Why the Collapse? Nothing "Terrible" Happened to Bitcoin
Bitcoin itself is roughly back to September 2024 levels (~$70k range in recent periods), after peaking much higher and then correcting. MSTR's Bitcoin holdings remain massive (over 700,000 BTC as of early 2026), and the once-massive premium to NAV has simply compressed — now trading at a modest discount (around 15% or so in some analyses) or slight premium in others.
So why did MST3 get obliterated?
The culprit is volatility decay (also called beta slippage or compounding drag), amplified by daily reset leverage:
- Leveraged ETPs/ETFs target daily multiples (here 3x MSTR's daily move), not long-term performance.

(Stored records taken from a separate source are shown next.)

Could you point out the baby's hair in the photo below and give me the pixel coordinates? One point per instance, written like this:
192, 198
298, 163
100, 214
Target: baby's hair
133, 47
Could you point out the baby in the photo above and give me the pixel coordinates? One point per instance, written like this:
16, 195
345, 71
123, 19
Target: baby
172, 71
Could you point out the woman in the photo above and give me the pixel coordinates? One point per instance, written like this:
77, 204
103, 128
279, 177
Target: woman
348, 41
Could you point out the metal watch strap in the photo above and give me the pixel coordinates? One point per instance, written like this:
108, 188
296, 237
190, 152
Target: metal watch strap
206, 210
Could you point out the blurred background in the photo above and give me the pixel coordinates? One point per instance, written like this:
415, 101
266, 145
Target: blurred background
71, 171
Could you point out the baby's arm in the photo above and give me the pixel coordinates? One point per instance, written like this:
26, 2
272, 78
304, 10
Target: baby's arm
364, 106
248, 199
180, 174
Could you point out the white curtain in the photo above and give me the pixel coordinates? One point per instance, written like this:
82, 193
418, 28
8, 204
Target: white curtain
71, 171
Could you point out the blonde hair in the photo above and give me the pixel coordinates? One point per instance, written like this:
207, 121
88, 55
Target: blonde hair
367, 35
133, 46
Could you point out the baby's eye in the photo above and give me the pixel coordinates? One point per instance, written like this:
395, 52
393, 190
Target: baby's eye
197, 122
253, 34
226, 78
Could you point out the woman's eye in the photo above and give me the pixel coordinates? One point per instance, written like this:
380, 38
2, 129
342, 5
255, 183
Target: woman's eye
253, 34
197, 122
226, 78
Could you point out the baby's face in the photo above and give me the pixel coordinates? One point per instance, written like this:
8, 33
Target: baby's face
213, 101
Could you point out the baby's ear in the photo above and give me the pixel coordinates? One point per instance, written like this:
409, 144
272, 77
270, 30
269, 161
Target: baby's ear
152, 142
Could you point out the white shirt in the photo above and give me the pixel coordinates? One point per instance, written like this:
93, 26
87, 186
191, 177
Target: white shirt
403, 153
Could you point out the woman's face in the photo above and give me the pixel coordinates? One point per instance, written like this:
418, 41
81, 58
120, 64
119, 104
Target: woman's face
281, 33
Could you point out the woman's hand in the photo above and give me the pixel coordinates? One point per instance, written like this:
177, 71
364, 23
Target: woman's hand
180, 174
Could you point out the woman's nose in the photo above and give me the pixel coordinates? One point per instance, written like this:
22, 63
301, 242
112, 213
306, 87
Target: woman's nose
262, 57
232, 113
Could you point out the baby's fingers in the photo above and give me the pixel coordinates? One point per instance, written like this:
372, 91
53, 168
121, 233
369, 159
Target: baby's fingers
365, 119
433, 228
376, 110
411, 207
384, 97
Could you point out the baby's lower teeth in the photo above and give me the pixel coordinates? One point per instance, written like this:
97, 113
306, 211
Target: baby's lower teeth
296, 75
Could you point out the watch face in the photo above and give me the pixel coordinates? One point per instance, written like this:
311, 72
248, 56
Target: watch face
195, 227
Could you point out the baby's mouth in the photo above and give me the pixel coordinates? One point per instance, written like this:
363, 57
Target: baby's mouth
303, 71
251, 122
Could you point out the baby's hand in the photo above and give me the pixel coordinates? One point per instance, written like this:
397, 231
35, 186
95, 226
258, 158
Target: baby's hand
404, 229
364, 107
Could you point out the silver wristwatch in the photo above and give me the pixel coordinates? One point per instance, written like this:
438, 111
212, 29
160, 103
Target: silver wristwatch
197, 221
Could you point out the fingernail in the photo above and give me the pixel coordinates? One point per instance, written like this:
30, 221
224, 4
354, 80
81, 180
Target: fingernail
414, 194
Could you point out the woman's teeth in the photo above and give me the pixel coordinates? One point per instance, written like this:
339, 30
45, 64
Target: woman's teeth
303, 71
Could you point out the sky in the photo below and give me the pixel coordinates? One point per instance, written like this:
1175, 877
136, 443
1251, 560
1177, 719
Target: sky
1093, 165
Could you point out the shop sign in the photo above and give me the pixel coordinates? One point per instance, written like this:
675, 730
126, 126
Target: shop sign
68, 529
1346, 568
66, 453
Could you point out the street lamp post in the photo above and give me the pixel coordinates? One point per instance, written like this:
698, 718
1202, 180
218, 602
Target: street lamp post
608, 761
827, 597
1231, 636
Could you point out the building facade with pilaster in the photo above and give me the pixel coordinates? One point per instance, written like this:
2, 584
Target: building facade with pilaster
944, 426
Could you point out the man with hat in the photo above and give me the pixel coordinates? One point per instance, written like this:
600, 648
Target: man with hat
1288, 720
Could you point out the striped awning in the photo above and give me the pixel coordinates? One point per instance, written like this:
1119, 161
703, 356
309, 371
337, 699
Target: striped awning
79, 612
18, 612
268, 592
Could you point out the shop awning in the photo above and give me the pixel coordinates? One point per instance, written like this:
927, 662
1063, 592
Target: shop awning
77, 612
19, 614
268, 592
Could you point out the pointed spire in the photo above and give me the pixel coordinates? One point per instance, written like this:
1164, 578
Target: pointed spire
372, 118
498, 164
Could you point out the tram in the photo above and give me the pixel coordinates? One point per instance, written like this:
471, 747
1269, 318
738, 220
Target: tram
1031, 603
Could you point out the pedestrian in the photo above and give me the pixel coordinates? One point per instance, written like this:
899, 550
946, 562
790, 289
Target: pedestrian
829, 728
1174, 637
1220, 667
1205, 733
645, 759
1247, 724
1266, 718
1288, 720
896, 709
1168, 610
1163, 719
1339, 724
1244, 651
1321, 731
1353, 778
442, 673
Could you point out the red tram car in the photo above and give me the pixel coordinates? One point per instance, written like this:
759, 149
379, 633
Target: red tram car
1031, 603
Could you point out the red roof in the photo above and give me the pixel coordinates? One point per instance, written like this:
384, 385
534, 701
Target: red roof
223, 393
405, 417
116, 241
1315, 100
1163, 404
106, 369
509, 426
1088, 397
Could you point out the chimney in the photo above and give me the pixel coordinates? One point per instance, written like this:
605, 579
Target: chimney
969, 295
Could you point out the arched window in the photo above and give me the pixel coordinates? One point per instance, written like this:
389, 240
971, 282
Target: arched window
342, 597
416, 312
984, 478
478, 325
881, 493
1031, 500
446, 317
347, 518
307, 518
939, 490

- In volatile, sideways, or choppy markets, daily rebalancing erodes value over time — even if the underlying ends up flat or slightly up.
- Triple leverage magnifies this effect exponentially. A few big down days compound losses ruthlessly, and recoveries don't fully offset them due to the math of percentages on a shrinking base.
- MSTR itself is already a leveraged Bitcoin play (via debt-financed BTC buys), so layering 3x on top creates extreme sensitivity to swings.
Classic example: imagine a volatile asset that goes +10% one day, -9% the next — net flat over two days. A 3x product would see massive swings and end down significantly due to compounding. Repeat this over months, and the decay becomes terminal.
For comparison, the S&P 500 (blue line on typical charts) looks almost linear over the same period — boring, stable gains. MST3? A rollercoaster that eventually flatlines near zero.
Also read:
- The Foundational Bug in Crypto That Led to the Industry's Collapse
- 95% of Blockchains Aren't Blockchains: The Illusion of Decentralization in Crypto
- A Small Breather Before the Real Crypto Crash
Key Takeaway for Traders and Degens
Super-volatile underlying + high daily leverage = near-certain long-term decay toward zero, especially on horizons longer than days/weeks.
MST3 isn't broken; it's doing exactly what it's designed to do — deliver amplified daily returns. But for anyone holding through volatility (even mild corrections), the product becomes a wealth-destruction machine.
This saga is a brutal reminder:
- Leveraged products shine in strong, one-directional trends.
- They implode in choppy or range-bound markets — which Bitcoin and MSTR deliver in spades.
- "HODL" doesn't work when daily resets eat your principal alive.
If you're playing leveraged crypto proxies, treat them as tactical, short-term trades — not investments. Otherwise, the math wins... and it usually wins ugly.
P.S. For visual learners: charts of MST3 vs. MSTR vs. BTC vs. S&P 500 over 2024–2026 look like a fireworks show that ends in ashes. Excitement guaranteed — just not the profitable kind.